Take Sherrill's case. Judge Graves concluded that he was “a basically decent person who overreacted” that day. “It's just very sad that human emotions get out of control in this way . . . from a children's game,” he said. Sherrill's pulling his gun out was “greatly escalating the risk of potential harm and danger” with children nearby. He sentenced Sherrill to thirty days in the
Muskegon County Jail, less two days already served, and eighteen months of probation, plus costs and fees.
13
Putting aside his ruined life, Sherrill got off relatively easy. No one died or was injured.

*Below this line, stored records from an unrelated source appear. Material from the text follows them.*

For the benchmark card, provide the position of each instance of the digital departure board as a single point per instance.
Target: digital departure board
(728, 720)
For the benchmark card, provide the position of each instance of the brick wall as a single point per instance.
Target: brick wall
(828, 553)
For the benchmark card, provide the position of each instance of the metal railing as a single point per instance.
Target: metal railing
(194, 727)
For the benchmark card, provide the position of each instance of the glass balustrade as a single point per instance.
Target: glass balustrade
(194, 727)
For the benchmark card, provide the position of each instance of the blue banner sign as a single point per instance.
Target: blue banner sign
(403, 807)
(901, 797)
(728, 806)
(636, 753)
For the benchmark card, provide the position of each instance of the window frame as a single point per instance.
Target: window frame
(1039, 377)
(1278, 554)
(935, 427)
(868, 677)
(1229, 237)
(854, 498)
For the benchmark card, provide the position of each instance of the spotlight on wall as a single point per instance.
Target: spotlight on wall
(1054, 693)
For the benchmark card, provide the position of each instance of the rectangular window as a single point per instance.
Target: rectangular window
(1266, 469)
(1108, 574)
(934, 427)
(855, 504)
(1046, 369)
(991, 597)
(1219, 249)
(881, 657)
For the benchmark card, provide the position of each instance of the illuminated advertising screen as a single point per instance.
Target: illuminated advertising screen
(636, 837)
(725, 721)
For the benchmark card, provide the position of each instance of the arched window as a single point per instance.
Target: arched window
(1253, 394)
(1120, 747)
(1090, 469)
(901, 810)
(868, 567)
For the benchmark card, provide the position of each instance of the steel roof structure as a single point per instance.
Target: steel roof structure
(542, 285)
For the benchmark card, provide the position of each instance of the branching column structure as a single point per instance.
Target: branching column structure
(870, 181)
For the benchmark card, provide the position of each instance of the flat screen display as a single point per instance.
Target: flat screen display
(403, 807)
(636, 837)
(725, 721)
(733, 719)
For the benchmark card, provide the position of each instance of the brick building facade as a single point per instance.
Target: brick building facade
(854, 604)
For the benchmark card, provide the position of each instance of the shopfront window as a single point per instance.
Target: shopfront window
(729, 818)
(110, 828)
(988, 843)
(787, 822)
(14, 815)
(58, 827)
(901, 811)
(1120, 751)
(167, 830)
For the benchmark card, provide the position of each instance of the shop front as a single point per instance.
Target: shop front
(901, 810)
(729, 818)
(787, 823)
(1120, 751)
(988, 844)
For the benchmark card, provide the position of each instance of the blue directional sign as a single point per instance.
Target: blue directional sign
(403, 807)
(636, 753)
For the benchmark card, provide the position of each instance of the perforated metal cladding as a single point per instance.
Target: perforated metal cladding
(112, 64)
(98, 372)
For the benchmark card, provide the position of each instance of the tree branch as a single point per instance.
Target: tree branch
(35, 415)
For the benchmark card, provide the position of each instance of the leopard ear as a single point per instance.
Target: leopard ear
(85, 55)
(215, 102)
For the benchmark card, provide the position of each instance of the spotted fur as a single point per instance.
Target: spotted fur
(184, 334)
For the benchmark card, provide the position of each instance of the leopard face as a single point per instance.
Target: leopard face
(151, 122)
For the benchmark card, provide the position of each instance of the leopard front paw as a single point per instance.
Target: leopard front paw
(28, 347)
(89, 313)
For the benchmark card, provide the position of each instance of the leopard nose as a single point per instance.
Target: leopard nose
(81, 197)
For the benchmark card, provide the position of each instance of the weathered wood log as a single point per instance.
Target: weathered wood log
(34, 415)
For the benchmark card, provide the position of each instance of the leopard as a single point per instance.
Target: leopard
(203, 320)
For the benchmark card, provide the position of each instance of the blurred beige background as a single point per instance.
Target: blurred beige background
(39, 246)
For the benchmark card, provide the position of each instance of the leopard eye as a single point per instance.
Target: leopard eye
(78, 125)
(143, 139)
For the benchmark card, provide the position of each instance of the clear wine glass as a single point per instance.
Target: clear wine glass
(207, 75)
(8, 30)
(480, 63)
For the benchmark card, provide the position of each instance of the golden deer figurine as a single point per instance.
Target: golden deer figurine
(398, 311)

But his intemperate act is a chilling example of what Brooke de Lench called “an endless series” of tales of angry parents out of control at youth events, of which “most go undocumented.”
14
De Lench, the founder of
MomsTeam.com
, a website for parents, and a youth sports expert, cites a survey that “supports the view that the reports of misbehaving parents in the media are not isolated events.”
15
Add a gun to the mix, and an argument goes from angry to deadly in seconds. A sports official in Lubbock, Texas—where angry parents had pulled guns at youth events three times within a decade—said, “It seems to be getting worse every year. Parents have become more and more abusive.”
16

In Roanoke, Virginia, Charles David Akers, thirty-six, was convicted of brandishing an AR-15 assault rifle at a girls' soccer match. According to witnesses, when his daughter did not make the soccer team, Akers became angry and made threatening remarks to the coach. He drove off, returned, pulled the assault rifle from his trunk, and made a sweeping motion around the field with the gun for several moments.
17
In Lubbock, Texas, Tye Burke, twenty-five, a concealed-carry weapons (CCW) permit holder, pulled his gun at a soccer game for seven- to eight-year-old girls. According to witnesses in news reports, Burke was yelling at the girls' team coach. The coach's husband confronted Burke, the two started arguing, and the husband shoved Burke. Burke then pulled out his pistol and aimed it at the husband's head. An off-duty prison guard tackled Burke and disarmed him.
18
A Lubbock grand jury declined to indict Burke.
19

In Philadelphia, Wayne Derkotch, forty, also a CCW permit holder, got into a fistfight with his son's coach at a five- to six-year-olds football game. Witnesses said the fight started after Derkotch complained about his son not getting enough playing time. Derkotch pulled out his .357 Magnum revolver after
the coach apparently got the better of him in the fight—he lost a tooth and his eye was swollen. A judge later acquitted him of criminal charges, ruling that he acted in self-defense.
20
In Memphis, Tennessee, yet another CCW permit holder, Nicholis Williams, twenty-nine, was accused of pointing his handgun at his ten-year-old son's baseball coach. Williams was reportedly annoyed because his son did not get as many times at bat as other children. After the game, the coach approached Williams in the parking lot and asked him not to curse in front of the kids. Williams told the coach to “shut the fuck up,” pulled his gun out from under a car mat, loaded it, and pointed it at the coach. The coach disarmed Williams, who left the scene. Williams was later arrested and charged with aggravated assault. His CCW permit was suspended after the incident and had not been restored as of March 2012.